Two inmates have recently taken opted to take Sovaldi. Deol says the total cost to treat them is expected to reach about $147,000.
He says the prison system has budgeted about $1.5 million for the new medication for the current fiscal year.
Health Officials Monitor Respiratory Virus
DES MOINES, Iowa (AP) - Public health officials on Monday said they're monitoring a high number of reports of a respiratory virus in several Midwest states including Iowa.

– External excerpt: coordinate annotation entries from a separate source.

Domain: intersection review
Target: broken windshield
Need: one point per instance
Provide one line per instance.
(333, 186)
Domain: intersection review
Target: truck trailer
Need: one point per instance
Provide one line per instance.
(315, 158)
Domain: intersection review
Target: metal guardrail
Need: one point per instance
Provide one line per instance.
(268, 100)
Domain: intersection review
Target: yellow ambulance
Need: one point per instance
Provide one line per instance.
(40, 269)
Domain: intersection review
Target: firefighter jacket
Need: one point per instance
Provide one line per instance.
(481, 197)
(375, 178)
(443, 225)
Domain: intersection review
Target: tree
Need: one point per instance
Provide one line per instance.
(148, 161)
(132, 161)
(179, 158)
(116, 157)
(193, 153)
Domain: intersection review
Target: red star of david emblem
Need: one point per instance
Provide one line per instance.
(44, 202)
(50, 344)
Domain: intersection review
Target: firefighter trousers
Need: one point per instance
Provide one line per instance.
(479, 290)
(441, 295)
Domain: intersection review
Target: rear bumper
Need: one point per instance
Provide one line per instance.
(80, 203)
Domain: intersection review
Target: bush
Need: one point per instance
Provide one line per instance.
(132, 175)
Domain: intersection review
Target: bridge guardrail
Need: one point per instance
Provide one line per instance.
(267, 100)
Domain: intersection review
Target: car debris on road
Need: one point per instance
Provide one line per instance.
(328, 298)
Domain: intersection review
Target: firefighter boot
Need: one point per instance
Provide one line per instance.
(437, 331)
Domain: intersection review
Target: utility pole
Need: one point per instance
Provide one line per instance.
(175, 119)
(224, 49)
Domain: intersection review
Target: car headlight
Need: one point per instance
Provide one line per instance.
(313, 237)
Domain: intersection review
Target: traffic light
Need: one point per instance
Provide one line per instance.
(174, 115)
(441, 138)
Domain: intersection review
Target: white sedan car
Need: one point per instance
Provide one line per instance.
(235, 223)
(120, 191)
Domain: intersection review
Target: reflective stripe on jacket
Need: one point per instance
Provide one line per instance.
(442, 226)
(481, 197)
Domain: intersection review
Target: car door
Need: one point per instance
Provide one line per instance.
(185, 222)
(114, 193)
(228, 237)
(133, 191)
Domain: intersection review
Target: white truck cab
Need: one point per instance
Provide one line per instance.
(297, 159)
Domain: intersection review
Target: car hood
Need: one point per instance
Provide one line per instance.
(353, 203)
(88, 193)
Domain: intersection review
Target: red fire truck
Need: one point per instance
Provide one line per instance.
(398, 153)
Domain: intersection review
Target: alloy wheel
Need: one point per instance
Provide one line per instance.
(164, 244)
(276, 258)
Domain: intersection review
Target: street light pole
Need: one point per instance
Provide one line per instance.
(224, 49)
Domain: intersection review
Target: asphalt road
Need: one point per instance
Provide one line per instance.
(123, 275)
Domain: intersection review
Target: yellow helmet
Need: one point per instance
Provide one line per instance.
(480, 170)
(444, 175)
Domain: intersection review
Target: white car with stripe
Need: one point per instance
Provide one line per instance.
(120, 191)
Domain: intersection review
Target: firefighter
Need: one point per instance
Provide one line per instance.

Enterovirus EV-D68 begins like a cold with symptoms such as coughing and wheezing, according to the state Department of Public Health. It appears to spread though close contact with infected people.
"This is a really common virus," said Dr. Ann Garvey, a deputy state epidemiologist. "We see this virus circulate every year about this time. What's a little different this year and is causing more attention is that we're seeing it circulate in higher levels than we usually see."
Additional information about the virus in Iowa is not available. Federal and state officials do not track the number of cases of the virus. It's also been reported in Illinois, Ohio and Kansas, according to Iowa health officials.
The disease is a type of enterovirus, which is a common virus with more than 100 types. About 10 to 15 million enterovirus infections occur in the U.S. each year, according to state officials. Most people recover at home without complications.
Officials warned Enterovirus EV-D68 may cause some people with severe respiratory illness to be hospitalized for further treatment. Infants, children and teenagers, especially those with a history of asthma or other conditions that compromise the immune system, are more likely to become sick.
Infected people should drink fluids, rest and stay home to prevent spreading the disease. Individuals experiencing difficulty with breathing should contact their health care provider.